The Bye Bye Blackbirds – August Lightning Complex (Q&A)

Bradley Skaught, frontman of The Bye Bye Blackbirds, wrote the songs for August Lightning Complex during some of the darkest and most anxious times of the past couple of years. Gloomy lyrics and rich, full, beautifully developed pop melodies; nice when a band outdoes itself every time. The Bye Bye Blackbirds gets better with every release.

Things change. What happened with The Bye Bye Blackbirds since the release of Boxer at Rest?

Aside from making August Lightning Complex, very little has happened with us since Boxer! We’ve probably been a little more stubborn in waiting to get back to live performance than a lot of other bands. We’re getting there, hopefully in the not-too-distant future — it’s very odd to have two records out without a single show in support of either so far. Mostly we just rehearse and annoy each other on the group text.

How did August Lightning Complex come about? Did you need to record it differently because of Covid?

The recording wasn’t different, really, but the rehearsals for it were. We started working on it before vaccines were available, so we were being hyper-cautious and basically rehearsed the entire record without vocals. It ended up being really fun and a cool way to work the songs up, honestly — it gave us a different perspective, and it allowed everyone to have more of a say in the arrangements in general. Recording-wise, we did the whole thing in a week in a studio, very old-fashioned, and it was during that window after everyone was vaccinated, but before that big wave in 2021, so it was really a wonderful experience of being together and being creative collectively in a way that’s been so rare.

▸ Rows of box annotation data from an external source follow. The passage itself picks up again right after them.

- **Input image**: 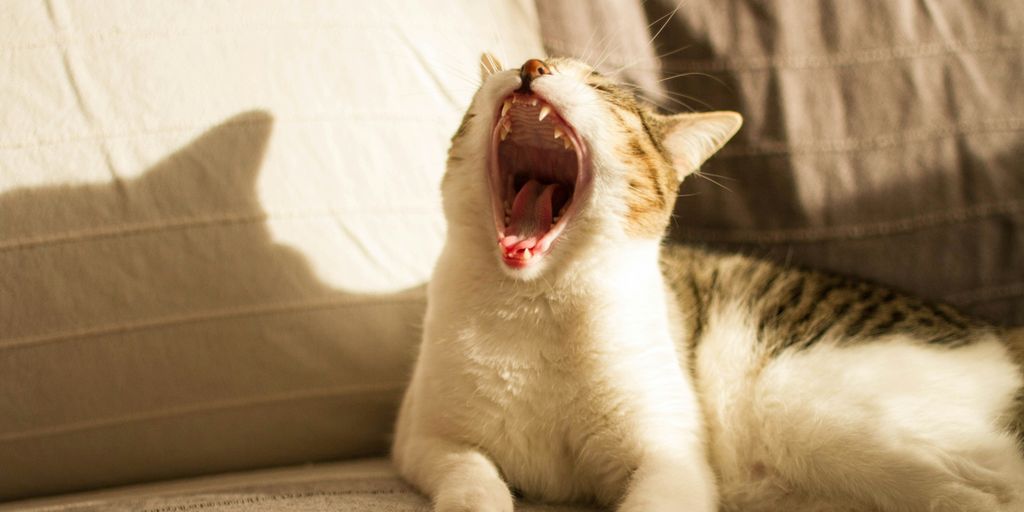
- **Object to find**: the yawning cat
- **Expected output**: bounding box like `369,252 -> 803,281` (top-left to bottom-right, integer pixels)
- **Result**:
393,56 -> 1024,512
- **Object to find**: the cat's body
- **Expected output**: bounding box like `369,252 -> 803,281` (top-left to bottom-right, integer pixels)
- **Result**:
394,56 -> 1024,512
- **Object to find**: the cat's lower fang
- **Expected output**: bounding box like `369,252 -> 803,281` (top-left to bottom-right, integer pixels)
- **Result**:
537,104 -> 551,121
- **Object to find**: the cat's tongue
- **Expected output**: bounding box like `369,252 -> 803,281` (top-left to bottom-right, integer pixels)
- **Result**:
502,179 -> 561,250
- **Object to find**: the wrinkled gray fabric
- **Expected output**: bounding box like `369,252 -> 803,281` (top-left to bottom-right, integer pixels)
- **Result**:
538,0 -> 1024,325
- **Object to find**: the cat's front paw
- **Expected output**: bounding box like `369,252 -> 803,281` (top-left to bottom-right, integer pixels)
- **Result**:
434,478 -> 512,512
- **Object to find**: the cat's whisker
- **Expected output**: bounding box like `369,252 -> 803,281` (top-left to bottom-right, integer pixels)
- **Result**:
693,171 -> 733,194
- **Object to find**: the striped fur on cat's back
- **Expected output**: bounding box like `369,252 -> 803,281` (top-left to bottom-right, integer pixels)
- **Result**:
662,247 -> 1024,510
392,56 -> 1024,512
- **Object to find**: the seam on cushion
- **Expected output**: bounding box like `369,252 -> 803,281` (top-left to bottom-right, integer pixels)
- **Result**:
0,111 -> 456,151
944,282 -> 1024,304
137,487 -> 415,512
0,207 -> 436,254
681,200 -> 1024,244
0,19 -> 534,53
716,117 -> 1024,159
0,290 -> 425,350
0,382 -> 407,442
663,37 -> 1024,72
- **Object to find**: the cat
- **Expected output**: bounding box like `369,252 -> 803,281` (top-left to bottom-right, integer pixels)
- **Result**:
392,55 -> 1024,512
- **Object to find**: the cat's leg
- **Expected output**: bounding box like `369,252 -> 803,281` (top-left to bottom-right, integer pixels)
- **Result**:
618,454 -> 718,512
618,431 -> 718,512
394,435 -> 512,512
756,340 -> 1024,512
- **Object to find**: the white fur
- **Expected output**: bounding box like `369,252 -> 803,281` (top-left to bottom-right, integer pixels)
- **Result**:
696,305 -> 1024,512
393,58 -> 1024,512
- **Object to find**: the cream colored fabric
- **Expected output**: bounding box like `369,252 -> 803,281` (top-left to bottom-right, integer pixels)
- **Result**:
0,0 -> 540,500
0,459 -> 592,512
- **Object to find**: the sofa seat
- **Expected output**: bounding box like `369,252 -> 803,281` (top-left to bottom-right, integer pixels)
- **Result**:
0,458 -> 587,512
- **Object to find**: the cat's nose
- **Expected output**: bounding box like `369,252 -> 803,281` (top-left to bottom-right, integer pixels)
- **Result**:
517,58 -> 551,92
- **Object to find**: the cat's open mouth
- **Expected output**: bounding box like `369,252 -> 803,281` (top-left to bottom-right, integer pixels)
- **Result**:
489,92 -> 590,268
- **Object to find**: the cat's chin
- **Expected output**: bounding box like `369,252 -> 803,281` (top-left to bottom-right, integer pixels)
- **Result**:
487,92 -> 592,272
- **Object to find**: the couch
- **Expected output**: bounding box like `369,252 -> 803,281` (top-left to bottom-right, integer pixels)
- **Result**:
0,0 -> 1024,510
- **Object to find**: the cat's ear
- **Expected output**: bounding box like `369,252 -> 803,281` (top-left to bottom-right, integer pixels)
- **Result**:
662,112 -> 743,180
480,51 -> 503,81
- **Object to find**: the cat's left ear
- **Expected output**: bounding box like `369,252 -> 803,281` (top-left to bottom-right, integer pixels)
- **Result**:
662,112 -> 743,180
480,51 -> 503,81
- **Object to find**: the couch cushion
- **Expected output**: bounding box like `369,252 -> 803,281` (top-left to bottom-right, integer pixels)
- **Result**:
0,459 -> 591,512
539,0 -> 1024,325
0,0 -> 540,500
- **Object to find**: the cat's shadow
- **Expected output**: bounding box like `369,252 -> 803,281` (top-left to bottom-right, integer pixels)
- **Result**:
0,112 -> 425,501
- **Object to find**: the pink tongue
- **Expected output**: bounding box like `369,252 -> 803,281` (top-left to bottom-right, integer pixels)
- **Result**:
502,179 -> 560,250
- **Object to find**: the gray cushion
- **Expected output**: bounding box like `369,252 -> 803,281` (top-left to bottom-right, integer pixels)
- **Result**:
538,0 -> 1024,325
0,459 -> 591,512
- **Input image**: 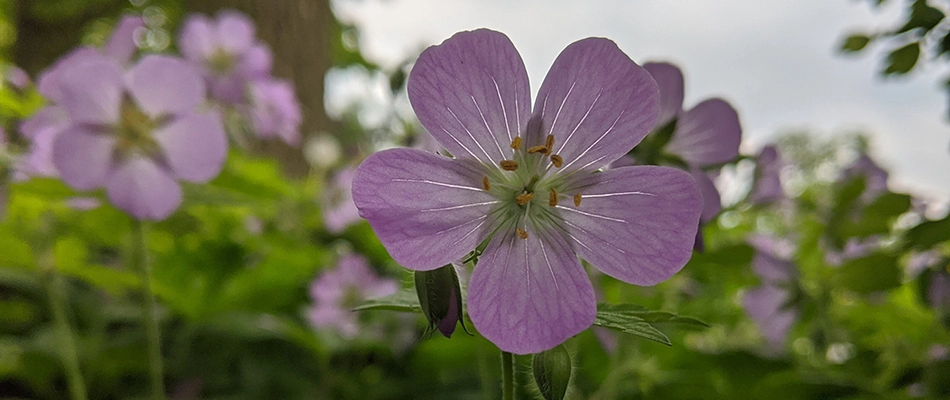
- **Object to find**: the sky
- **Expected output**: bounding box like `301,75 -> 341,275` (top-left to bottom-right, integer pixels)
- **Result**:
334,0 -> 950,208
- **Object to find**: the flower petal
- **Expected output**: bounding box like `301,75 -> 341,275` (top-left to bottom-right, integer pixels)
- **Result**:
106,155 -> 181,221
353,149 -> 498,271
468,227 -> 597,354
557,166 -> 703,285
126,55 -> 205,117
155,112 -> 228,183
643,63 -> 684,128
527,38 -> 659,172
59,56 -> 124,124
53,125 -> 115,190
407,29 -> 531,165
666,99 -> 742,167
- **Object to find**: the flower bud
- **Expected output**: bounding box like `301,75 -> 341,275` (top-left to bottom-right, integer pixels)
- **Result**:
415,264 -> 468,337
531,344 -> 572,400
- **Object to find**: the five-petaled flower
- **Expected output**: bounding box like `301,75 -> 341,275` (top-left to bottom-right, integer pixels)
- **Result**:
353,30 -> 702,354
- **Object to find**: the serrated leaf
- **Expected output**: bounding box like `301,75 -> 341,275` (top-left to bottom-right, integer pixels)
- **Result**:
841,34 -> 871,53
883,42 -> 920,75
353,289 -> 422,312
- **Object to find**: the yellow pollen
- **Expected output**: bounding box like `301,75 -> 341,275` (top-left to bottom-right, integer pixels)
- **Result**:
528,146 -> 551,155
515,193 -> 534,206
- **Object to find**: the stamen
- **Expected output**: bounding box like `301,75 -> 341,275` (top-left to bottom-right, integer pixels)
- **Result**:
528,146 -> 551,155
515,193 -> 534,206
515,228 -> 528,239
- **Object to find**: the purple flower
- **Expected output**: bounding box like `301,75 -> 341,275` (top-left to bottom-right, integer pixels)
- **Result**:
178,10 -> 272,105
742,236 -> 798,350
749,145 -> 785,204
321,168 -> 360,234
643,63 -> 742,222
246,79 -> 302,146
53,55 -> 227,220
307,254 -> 399,339
353,29 -> 702,354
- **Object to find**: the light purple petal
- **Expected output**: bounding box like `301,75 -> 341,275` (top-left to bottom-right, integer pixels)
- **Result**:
106,155 -> 181,221
53,125 -> 115,190
59,56 -> 124,124
527,38 -> 660,172
557,166 -> 703,285
666,99 -> 742,167
178,14 -> 216,63
353,149 -> 498,270
468,227 -> 597,354
407,29 -> 531,165
690,168 -> 722,222
217,11 -> 254,54
126,55 -> 205,117
643,63 -> 684,128
154,112 -> 228,183
104,15 -> 145,64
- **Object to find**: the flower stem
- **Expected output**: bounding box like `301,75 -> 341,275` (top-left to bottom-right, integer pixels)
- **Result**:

Would you call it a concept record?

It’s not a concept record in any kind of deliberate way. I don’t really plan what songs are about or even try to shape them thematically in a conscious way. All the songs were written during some of the darkest and most anxious times of the past couple of years, and that really shows for me, I think. There are certainly themes running through it, and all the songs feel connected in that regard, but I wasn’t necessarily in pursuit of an over-arching theme — I just trust the songs to be true to where they come from and do my best to facilitate that.